Real-time Control of Stormwater Management Systems
Earlier this week the Notre Dame Journal on Emerging Technologies published Overcoming Legal and Institutional Barriers to the Implementation of Innovative Environmental Technologies, a paper I co-authored with Dr. Walter McDonald of the Department of Civil, Construction and Environmental Engineering (CCEE) in Marquette’s College of Engineering; Joe Naughton, a 2020 Sea Grant Knauss Fellow at the National Oceanic and Atmospheric Administration; and Hannah Hathaway, a member of the Law School’s Class of 2020. Another faculty colleague, Dr. Tony Parolari of the CCEE department, participated in the underlying research grant that resulted in the paper. This kind of work is part of our core mission: the Marquette University Water Law and Policy Initiative seeks, among other things, to employ an interdisciplinary approach, and to pursue opportunities for information exchange and collaboration within and outside Marquette University.

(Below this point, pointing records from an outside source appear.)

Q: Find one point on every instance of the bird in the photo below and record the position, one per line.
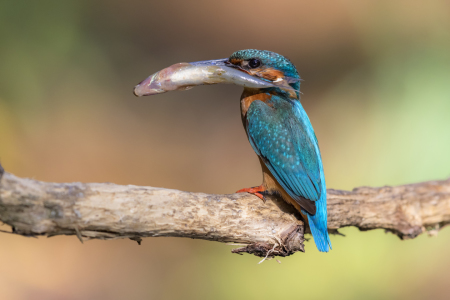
(277, 127)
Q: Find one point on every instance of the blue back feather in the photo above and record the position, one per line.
(282, 135)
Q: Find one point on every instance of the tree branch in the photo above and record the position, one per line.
(109, 211)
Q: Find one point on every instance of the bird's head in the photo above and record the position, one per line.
(252, 69)
(266, 65)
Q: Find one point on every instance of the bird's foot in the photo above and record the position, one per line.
(258, 191)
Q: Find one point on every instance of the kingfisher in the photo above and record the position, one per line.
(277, 126)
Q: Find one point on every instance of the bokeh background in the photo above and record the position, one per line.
(376, 87)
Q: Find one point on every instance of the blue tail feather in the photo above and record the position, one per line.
(318, 225)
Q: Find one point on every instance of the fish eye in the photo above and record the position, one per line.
(254, 63)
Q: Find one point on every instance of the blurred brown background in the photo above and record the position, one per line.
(376, 87)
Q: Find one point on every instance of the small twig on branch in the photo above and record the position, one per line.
(109, 211)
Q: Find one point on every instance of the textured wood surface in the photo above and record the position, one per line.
(273, 228)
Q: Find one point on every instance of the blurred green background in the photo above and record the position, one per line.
(376, 87)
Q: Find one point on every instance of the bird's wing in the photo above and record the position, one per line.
(286, 142)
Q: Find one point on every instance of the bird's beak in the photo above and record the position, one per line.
(183, 76)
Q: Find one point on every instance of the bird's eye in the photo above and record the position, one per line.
(254, 63)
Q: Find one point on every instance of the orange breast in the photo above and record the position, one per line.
(250, 95)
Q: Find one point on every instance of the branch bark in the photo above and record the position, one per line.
(273, 228)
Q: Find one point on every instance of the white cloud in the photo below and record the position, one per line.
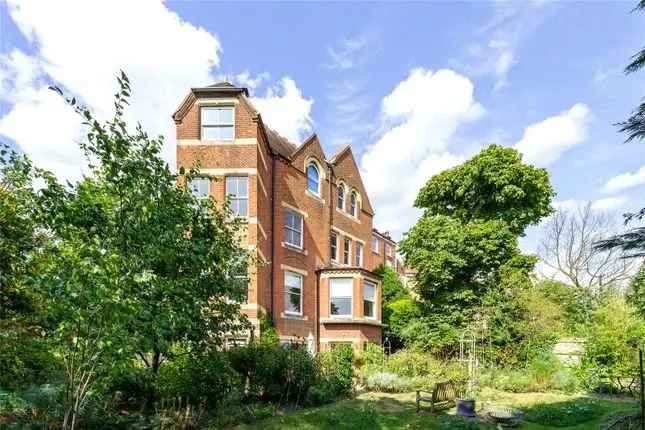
(349, 55)
(626, 180)
(284, 109)
(544, 142)
(421, 115)
(83, 52)
(245, 79)
(495, 51)
(609, 203)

The following excerpt describes the work. The full article is freely available at the above link.
Communities in the United States face growing challenges to effective stormwater management as a result of aging infrastructure, increasing urbanization, changing climate, and shrinking budgets, among other factors. These changes have increasingly stressed existing “static” stormwater management systems such as pipe networks, retention ponds, and detention ponds, that are intended simply to convey storm flows to nearby receiving waters without regard to overall system conditions.
Dealing with these stressors may require innovative solutions such as real time control (RTC) or “dynamic” stormwater management systems.